In contrast to Nioh, said action doesn’t involve managing multiple weapon stances, so Wo Long is perhaps less taxing on your memory, but remains fluid, demanding, and satisfying. You still have two melee weapons equipped at a time, but rather than having skill trees devoted to the weapon type, each weapon you pick up has up to three martial art skills built in. It’s up to you to find a combination you prefer, or keep a few handy for different situations.
Combat itself is based around a resource called “spirit”. Your natural state is zero – spirit is earned through attacking and successful deflections, while spent through spirit attacks (heavy attacks), unsuccessful deflections, getting hit, and Wizardry spells. If you run out of spirit, you’re unable to take action other than guarding for a short period of time. Your enemies are bound by these same rules, so combat revolves around taking calculated risks with your own spirit, and cutting down the spirit of your foes, opening them up to flashy critical attacks. It’s satisfying to best your demonic foes – but it’s delightful to do so with an acrobatic leap followed by a meteoric descending sword thrust.

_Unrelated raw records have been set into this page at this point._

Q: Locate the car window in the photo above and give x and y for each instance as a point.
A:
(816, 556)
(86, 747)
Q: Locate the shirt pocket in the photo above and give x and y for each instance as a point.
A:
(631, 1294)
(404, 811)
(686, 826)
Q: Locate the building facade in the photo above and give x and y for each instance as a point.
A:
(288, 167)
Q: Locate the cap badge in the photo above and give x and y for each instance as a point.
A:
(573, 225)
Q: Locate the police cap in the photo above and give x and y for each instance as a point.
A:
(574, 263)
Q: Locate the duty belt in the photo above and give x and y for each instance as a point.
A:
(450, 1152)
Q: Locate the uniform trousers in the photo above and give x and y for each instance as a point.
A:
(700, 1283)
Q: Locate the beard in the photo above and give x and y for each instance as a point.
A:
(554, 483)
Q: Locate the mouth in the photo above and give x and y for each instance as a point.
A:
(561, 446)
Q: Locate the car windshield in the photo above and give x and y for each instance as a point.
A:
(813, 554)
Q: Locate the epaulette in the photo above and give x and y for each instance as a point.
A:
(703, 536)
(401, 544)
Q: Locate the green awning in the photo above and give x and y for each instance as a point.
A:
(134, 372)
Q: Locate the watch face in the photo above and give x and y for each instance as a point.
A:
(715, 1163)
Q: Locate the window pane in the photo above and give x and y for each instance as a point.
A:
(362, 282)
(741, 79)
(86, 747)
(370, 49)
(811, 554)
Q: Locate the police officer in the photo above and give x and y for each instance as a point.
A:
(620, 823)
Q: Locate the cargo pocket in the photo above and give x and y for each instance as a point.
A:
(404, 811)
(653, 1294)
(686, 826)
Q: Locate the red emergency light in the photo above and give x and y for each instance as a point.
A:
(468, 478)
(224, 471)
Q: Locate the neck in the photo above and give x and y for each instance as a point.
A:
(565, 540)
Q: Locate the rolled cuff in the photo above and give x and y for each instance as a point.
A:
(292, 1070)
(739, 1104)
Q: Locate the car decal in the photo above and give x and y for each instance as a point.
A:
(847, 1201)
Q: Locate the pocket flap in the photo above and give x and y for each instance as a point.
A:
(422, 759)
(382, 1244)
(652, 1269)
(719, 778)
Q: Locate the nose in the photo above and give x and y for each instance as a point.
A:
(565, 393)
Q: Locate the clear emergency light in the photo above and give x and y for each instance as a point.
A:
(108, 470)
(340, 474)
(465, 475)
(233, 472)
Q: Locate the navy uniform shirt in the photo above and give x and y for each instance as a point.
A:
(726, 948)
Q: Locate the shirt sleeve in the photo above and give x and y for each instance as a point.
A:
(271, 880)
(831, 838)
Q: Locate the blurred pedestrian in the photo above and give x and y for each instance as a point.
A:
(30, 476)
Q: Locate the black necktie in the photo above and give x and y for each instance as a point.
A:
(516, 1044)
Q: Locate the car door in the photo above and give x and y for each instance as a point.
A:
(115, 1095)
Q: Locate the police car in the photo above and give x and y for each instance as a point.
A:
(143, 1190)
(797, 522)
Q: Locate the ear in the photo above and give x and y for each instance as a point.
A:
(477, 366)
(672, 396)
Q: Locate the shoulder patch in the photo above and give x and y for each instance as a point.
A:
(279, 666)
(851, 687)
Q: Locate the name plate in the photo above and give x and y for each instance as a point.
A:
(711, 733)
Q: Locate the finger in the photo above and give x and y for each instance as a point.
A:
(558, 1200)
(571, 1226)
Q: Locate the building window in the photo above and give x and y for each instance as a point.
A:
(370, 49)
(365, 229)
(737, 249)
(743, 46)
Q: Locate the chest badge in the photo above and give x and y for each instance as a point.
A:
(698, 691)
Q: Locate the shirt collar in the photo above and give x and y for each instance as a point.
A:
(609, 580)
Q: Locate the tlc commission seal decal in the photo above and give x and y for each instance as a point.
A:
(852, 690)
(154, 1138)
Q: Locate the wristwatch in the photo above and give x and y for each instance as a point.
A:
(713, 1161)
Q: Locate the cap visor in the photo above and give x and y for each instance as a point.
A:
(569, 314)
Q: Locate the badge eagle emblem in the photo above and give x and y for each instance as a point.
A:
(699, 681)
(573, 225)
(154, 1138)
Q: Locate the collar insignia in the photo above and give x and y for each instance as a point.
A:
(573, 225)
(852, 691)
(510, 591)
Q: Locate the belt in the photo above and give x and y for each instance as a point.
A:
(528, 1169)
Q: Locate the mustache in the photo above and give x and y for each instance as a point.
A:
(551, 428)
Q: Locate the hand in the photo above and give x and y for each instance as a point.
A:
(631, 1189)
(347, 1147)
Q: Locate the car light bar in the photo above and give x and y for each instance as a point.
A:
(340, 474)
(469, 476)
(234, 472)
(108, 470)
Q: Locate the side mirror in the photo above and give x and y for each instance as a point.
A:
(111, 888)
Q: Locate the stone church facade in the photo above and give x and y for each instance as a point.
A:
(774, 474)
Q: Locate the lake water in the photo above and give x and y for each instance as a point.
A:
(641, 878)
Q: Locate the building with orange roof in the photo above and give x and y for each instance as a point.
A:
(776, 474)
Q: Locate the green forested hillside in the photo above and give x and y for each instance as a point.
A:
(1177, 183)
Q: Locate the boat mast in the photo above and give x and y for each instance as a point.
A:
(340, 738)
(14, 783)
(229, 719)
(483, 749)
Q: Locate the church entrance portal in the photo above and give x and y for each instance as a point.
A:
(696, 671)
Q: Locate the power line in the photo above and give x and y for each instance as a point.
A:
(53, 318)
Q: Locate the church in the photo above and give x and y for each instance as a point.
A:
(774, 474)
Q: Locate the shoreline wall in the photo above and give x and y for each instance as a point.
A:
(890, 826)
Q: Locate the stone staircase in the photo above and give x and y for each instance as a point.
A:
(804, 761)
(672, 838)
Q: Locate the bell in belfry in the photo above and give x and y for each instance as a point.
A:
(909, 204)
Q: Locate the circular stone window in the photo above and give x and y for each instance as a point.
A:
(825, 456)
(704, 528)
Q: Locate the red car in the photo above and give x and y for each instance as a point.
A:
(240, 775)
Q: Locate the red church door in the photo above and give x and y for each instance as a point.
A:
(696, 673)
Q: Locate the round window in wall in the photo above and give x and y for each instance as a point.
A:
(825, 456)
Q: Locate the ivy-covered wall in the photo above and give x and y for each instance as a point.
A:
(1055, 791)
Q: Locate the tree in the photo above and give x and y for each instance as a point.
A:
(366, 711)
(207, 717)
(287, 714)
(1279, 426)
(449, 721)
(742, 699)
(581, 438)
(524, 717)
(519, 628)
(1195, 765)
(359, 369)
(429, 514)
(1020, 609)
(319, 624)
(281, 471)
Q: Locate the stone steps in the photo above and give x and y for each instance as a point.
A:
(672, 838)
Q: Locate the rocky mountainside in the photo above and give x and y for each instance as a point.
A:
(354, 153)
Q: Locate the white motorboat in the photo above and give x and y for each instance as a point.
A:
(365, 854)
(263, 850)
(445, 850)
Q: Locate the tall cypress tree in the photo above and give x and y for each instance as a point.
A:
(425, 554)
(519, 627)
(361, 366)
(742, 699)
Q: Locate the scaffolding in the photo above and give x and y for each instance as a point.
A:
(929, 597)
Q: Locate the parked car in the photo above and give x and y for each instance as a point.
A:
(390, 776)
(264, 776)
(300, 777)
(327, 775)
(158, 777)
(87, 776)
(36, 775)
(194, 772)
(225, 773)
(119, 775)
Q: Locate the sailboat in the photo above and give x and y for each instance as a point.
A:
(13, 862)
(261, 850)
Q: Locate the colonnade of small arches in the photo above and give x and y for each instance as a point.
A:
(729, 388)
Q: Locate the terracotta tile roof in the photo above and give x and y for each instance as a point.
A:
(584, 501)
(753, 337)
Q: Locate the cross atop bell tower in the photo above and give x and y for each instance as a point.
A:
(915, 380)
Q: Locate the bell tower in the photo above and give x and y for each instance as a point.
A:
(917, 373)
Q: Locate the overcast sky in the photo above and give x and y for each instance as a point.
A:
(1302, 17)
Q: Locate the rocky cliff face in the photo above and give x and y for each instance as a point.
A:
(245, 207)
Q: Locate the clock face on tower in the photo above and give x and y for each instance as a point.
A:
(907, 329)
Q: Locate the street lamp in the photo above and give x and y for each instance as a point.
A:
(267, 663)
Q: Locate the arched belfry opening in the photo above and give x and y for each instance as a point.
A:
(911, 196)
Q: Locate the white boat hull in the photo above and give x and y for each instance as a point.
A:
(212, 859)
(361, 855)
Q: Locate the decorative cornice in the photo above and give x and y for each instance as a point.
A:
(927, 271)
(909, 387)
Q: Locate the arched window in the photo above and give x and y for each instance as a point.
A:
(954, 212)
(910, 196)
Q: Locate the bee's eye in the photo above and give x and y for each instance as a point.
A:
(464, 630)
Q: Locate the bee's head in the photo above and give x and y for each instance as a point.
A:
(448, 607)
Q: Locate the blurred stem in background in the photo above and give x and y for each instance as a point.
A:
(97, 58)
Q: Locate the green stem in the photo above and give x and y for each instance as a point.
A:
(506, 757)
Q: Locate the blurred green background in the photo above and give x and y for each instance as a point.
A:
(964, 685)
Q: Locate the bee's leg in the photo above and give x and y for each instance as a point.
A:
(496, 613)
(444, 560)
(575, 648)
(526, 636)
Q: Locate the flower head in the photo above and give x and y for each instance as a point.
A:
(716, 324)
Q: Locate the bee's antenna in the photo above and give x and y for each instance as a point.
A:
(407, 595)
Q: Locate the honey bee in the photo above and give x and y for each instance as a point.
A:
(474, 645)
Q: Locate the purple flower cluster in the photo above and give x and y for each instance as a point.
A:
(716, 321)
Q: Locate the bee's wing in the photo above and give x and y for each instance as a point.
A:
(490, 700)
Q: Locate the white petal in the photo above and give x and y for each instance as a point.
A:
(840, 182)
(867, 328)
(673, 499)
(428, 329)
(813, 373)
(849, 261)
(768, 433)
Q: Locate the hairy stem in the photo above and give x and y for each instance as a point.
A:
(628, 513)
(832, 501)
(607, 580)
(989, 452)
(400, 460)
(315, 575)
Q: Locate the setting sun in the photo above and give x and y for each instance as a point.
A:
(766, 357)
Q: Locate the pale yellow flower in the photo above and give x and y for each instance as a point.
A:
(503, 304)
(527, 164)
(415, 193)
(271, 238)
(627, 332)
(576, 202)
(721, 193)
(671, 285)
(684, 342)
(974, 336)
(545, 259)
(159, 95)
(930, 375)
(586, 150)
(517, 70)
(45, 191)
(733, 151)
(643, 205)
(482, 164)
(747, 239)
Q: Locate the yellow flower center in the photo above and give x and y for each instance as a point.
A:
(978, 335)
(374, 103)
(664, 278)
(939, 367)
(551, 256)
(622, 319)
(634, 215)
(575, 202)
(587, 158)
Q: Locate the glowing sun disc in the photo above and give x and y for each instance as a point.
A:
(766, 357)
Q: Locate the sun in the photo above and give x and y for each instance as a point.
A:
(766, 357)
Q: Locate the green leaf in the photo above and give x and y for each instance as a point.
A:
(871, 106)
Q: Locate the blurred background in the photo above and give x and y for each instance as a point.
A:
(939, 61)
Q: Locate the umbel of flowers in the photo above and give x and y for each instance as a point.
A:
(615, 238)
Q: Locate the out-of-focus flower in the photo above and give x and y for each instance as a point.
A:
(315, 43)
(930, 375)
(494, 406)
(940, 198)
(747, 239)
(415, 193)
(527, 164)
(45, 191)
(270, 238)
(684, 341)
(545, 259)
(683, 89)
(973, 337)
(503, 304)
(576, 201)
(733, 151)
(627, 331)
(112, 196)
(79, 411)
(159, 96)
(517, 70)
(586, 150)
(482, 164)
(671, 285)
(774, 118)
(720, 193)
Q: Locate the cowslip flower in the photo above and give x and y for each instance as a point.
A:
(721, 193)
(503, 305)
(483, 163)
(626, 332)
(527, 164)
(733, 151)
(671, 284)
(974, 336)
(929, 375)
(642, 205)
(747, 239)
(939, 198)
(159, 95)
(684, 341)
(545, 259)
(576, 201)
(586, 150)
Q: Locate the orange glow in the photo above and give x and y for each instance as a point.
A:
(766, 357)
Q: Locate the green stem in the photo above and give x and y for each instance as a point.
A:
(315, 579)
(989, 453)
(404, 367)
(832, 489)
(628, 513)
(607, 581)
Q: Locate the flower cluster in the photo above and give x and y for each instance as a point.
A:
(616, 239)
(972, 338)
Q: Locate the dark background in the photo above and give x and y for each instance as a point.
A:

The aforementioned Wizardry spells are somewhat analogous to Nioh’s Yokai attacks, in that they can be equipped independently from your weapon choices, but in Wo Long, Wizardry spells are part of a larger elemental system. Each of the five elements opposes one of the others, and it’s a system that again is enforced on both you and your foes. You may equip up to eight of the spells you’ve learned, and are encouraged to mix and match in order to counter the spells of your foes, and not to be countered yourself. Wizardry spells require spirit, though, so you have to balance the magical pyrotechnics such that you don’t leave yourself open – or earn enough Morale in the level to reduce their Spirit cost.

Morale is another system unique to Wo Long amongst Team Ninja’s recent ARPG offerings, and it’s a fun incentive to explore Wo Long’s levels. Within each level, your Morale begins at 1, and may be increased to a value of 25 through critical attacks or finding flags throughout the map. You’re going to want it as high as possible, as getting hit by an enemy with higher morale is far more punishing. Fortunately, finding flags doesn’t just increase your value, it provides a new floor, so you do not lose all your Morale progress when you die. Therefore, exploration provides an additional reward, encouraging you to keep a keen eye throughout the diverse and colorful levels.
It’s worth noting – Wo Long takes a slightly different approach to traversing its levels compared to Nioh 2 or Stranger of Paradise. You are not taken back out to a world map between each level – instead, you’re whisked from one level to the next, which does help the adventure feel more natural…but it has a negative effect if you are conditioned to expect a map and keep waiting for one in order to upgrade your equipment. So, um, pro tip from someone who knows: when you get the menu box that says “Travel”…you should probably read what it does. Don’t pursue Lu Bu without upgrading your gear.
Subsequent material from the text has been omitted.